Momentum Worldwide
- Company type: Subsidiary
- Industry: Experiential marketing
- Founded: January 1987; 39 years ago
- Headquarters: 300 Vesey Street, New York City 10282
- Area served: Worldwide
- Key people: Donnalyn Smith (Global CEO)
- Parent: Omnicom
- Website: www.momentumww.com

= Momentum Worldwide =

American experiential marketing firm

Momentum Worldwide is a global experiential marketing firm, headquartered in New York, formed in 1987. The company is part of agency network Omnicom, after its previous owner Interpublic Group (IPG) was acquired in 2025.

==History==
Momentum Experiential Marketing Group was formed in 1987. In 1996, Momentum, by then known as Momentum IMC and part of parent IPG's McCann-Erickson ad agency, was combined with the newly purchased Ad:vent, another event marketing company. In 1997, IPG reorganized McCann Erickson, at the time the second largest agency in the world, into McCann-Erickson World Group, which included Momentum along with several other agencies. Momentum was renamed Momentum Experiential Marketing Group. In 1999, IPG acquired sales promotion agency Louis London and incorporated it into Momentum.

By 2000, Momentum had 1,650 employees and was operating in 58 offices around the world. In August 2000, Momentum announced it had purchased St. Louis-based Waylon Co., and ImageWerks, a Southern California youth-oriented marketing agency.

In 2007, the agency was credited for creating the term "phygital" to reference how online and "brick and mortar" physical stores should work together. In 2012, Momentum acquired shopper marketing company ChaseDesign, and its subsidiary 10Red Design.

In November 2022, Momentum's North America President Donnalyn Smith was named global CEO, replacing Momentum Chairman and CEO Chris Weil. In March 2024 and again in March 2025, the company was recognized as business publication Campaign Magazine's US experiential agency of the year.

In January 2024, Momentum Worldwide partnered with CEAFA (Spanish Association Against Alzheimer's and other Dementias) to launch an awareness campaign about early-onset Alzheimer's targeting young people in Spain.
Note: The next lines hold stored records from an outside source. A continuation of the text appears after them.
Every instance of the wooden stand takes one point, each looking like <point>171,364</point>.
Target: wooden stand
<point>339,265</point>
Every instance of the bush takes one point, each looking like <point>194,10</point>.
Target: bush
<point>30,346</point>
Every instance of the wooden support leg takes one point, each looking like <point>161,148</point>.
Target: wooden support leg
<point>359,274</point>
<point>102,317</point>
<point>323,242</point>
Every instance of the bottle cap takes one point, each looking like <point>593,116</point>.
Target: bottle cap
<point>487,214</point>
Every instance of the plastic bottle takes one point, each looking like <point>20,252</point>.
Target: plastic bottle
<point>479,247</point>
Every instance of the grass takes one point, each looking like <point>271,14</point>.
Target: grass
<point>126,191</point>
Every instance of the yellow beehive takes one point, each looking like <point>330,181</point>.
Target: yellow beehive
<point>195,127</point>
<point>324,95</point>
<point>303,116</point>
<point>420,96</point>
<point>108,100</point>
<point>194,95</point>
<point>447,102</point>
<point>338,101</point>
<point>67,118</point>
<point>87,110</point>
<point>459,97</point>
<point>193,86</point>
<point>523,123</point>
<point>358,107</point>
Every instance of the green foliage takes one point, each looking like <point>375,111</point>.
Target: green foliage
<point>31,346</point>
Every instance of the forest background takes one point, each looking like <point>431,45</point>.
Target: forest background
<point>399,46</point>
The campaign included an immersive simulator built within the video game Fortnite, in which players could experience simulated symptoms of Alzheimer's disease, such as disorientation, memory lapses, and dissociation from time and space.

In October 2025, advertising industry publication Adweek named Momentum's experiential marketing team as one of the winners of its inaugural Team Visionary Awards.

In November 2025, Momentum Worldwide's parent IPG was acquired by agency holding company Omnicom.

==Business==
Momentum is a global experiential agency that creates brand experiences for customers. The company uses modern marketing techniques including artificial intelligence (AI) and machine learning (ML) to deliver and measure experiences, referred to in the marketing industry as activations. Some of the agency's notable clients include or have included AT&T, General Motors, Walmart, Coca-Cola, Anheuser Busch, Sprite, and GEICO.